Great book! Thought provoking and interesting!
L**L
4 stars for research, 2 stars for organization
The author does what appears to be an impressive amount of research on the Rosenhan study - trying to find the pseudopatients, fact-checking what is reported in Rosenhan's famous study, interview after interview, etc. It is a good example, I think, of an intensive investigation. However, that is the most interesting part of the book, the rest of it is filled with information about the history of psychiatry (and current problems with mental illness in prison, among homeless persons, etc. due to deinstitutionalization, etc), presented in a significantly disorganized manner. Others have written much better books about history and current problems in psychiatry and the challenges faced by individuals with mental illness. I agree with other reviewers who suggested that this book was much too long and a clearer focus on the Rosenhan "research" would have made for a very nice contribution either in a short book or another type of publication (e.g., article). Further, although the Rosenhan study certainly did have a noteworthy effect on the field, many other things going on in this country relevant to the field of psychiatry (and public opinion regarding psychiatry) also contributed significantly to changes that took place. I think the author gives this one study more credit for the changes in psychiatry than it deserves.
S**Y
Important, knowledgeable book, but with some writing issues
Ostensibly a book about the author's search for the story behind psychologist David Rosenhan's study of "pseudopatients" easily gaining admission into mental hospitals (which she discovers may have been a hoax), it's more about the history of psychiatry generally and its record of cruel treatments and repeated failures over the years in dealing with serious psychosis. The writing often reminds me of travel shows that follow the host more than the subject matter per se (realistically, I just want the information that the author or host or guide discovered, not the story of the adventure in obtaining that information) but the information developed here is pretty good. Cahalan does not come across as either rabidly anti-psychiatry or as an apologist for the field - she's got eyes wide open at all times and is evenhanded in her treatment of the subject - but she has good analyses of why the field is so fraught with failures and how efforts to fix psychiatry, even when well-intentioned (such as deinstitutionalization, or to come up with better and more nuanced diagnostic tools) have only resulted in their own failures.
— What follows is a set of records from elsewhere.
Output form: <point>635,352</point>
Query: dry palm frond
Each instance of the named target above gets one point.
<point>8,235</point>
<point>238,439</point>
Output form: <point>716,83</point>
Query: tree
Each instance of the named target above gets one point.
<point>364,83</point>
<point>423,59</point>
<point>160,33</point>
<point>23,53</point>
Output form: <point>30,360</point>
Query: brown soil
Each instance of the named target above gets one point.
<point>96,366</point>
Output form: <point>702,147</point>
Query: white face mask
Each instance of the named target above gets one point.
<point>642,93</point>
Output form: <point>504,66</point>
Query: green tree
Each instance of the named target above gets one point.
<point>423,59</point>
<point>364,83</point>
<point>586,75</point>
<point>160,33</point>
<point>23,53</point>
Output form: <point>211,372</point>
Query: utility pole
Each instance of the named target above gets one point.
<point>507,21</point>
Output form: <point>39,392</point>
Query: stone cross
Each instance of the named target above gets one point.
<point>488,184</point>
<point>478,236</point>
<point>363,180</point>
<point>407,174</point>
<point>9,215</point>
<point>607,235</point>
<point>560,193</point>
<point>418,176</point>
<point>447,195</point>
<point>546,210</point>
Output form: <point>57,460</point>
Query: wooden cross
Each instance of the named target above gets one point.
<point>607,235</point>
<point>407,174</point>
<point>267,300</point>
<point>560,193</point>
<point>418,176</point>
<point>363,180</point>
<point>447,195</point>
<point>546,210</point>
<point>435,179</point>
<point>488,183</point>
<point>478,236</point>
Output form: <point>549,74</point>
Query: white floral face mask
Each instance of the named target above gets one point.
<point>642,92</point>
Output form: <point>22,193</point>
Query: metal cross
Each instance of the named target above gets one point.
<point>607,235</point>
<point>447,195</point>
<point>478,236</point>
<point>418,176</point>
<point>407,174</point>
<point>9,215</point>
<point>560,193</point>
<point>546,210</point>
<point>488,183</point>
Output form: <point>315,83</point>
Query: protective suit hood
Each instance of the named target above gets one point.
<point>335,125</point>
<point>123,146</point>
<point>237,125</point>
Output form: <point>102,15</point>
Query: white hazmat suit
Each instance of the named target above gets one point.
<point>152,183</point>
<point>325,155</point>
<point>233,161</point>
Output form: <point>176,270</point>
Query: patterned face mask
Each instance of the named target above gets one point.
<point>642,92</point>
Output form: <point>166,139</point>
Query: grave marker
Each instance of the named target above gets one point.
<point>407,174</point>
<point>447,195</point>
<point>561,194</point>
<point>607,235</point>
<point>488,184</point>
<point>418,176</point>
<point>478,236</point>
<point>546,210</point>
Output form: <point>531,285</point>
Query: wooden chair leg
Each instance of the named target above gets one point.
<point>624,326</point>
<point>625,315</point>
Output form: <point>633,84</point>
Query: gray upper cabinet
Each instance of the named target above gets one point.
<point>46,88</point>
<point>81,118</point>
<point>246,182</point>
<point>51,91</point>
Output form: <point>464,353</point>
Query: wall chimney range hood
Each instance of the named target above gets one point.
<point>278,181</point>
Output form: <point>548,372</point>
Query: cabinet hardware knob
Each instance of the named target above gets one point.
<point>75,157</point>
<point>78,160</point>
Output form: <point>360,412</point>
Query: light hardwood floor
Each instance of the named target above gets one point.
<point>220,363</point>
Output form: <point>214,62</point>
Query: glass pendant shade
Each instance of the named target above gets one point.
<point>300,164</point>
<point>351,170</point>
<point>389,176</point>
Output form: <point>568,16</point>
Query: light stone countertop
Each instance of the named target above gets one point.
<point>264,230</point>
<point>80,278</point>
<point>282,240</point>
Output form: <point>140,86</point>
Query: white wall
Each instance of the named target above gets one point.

A good book about the field for the layman to read, even if the "quest" model for writing the story seems out of place to me.
S**E
Well-told compelling story.
I spent 30 years working in the mental health field and this is a superb telling of some of the key events in the history of psychiatry from the late 60s to now. It reads like a fast-moving mystery as the author uncovers some disturbing facts about a published study from the 1970s that changed psychiatry. Superb read and an important story.
X**S
Not What I Expected
I have not finished the book, but so far it is not what I was expecting. I was excited when I read the synopsis of the book. I thought it was going to be written from the point of view of the patients that went undercover into the psychiatric hospitals, but it is written more in a "journalistic" type of way (the author investigates the experiment and collects information from those involved in order to write the book). Otherwise, the points made so far are interesting.
B**A
A journey through the past, present, and possible future of mental health
I just read the author's first book (2012) about her rare auto-immune encephalitis which first manifested as mental illness. Here she probes in the story of the author of a study published in 1973 in Science. We follow along her journey of discovery, and ponder with her what was true in the Science article vs. what may have been concocted. She learns more about Western Medicine and Mental Health, and how much we still do not know. And she ponders what is genetic/biological/environmental when it comes to mental health. No easy answers.